The star icon shows the position of the mysterious pulsing object |
A mysterious object in space is pulsing in a way astronomers
have never seen before. It may be a strange neutron star – the remnant of a
massive star that has exploded. Examining celestial objects like it could help
us understand the death throes of stars.
Natasha Hurley-Walker at Curtin University in Perth, Australia, and her colleagues found this object using the Murchison Widefield Array (MWA), a radio telescope in Australia. After spotting a barrage of radio waves that seemed to appear and then disappear, they dug into archival data taken by the MWA in early 2018 and found 71 more pulses.
With each pulse, the object – named GLEAM-X
J162759.5-523504.3 and located about 4000 light years away – released huge
amounts of energy. “The brightness here is really crazy – really, really,
really extreme,” Hurley-Walker said in a press conference. “We did not expect
to find anything so bright.”
It pulsed with a regular rhythm, brightening for 30 to 60
seconds once every 18.18 minutes. Nothing with a rhythm similar to this has
been found before – most flashing radio objects in the sky pulse far faster,
brightening and disappearing again in a matter of seconds. “No one really
thought of looking for objects on this timescale because we couldn’t think of
any mechanisms that produce them, and yet they exist,” said Hurley-Walker.
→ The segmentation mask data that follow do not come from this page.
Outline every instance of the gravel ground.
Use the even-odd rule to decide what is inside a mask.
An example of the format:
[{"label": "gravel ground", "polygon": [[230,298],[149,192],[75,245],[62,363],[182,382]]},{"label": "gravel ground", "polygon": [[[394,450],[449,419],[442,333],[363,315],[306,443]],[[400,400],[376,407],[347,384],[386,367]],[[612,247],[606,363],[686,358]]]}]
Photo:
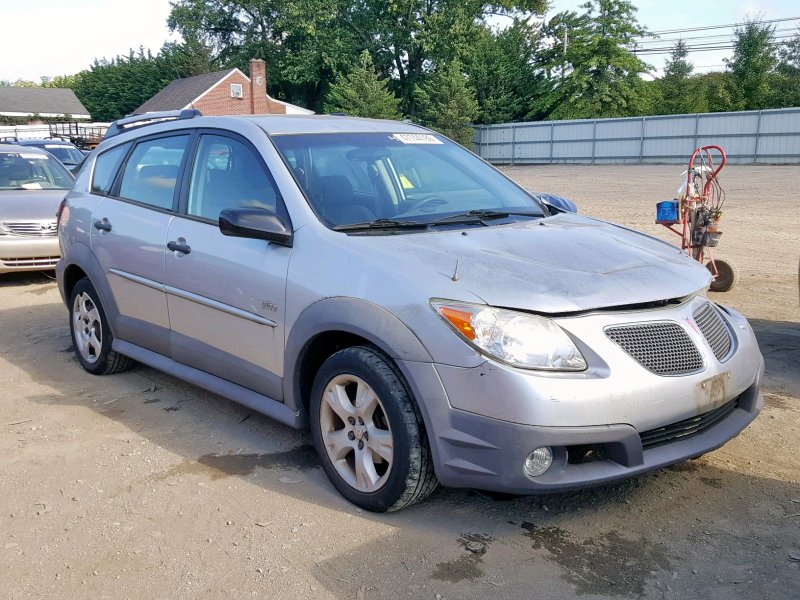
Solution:
[{"label": "gravel ground", "polygon": [[[680,168],[506,171],[581,212],[653,224]],[[44,275],[0,279],[0,595],[6,598],[796,598],[798,167],[731,167],[718,255],[752,319],[766,406],[705,457],[528,498],[439,490],[373,515],[302,432],[142,366],[84,373]],[[676,238],[677,239],[677,238]]]}]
The pulsing indicates that the object is probably spinning,
and other measurements of its light hint that it must have a powerful magnetic
field. This led the researchers to suspect that it may be a magnetar, a type of
neutron star with a particularly strong magnetic field, but it isn’t clear how
a magnetar could rotate so slowly and shine so bright.
“I was concerned that it was aliens, but… it is across a
very wide range of frequencies, and that means it must be a natural process –
this is not an artificial signal,” said Hurley-Walker. She and her colleagues
are now looking for more objects like this so we can figure out what they are.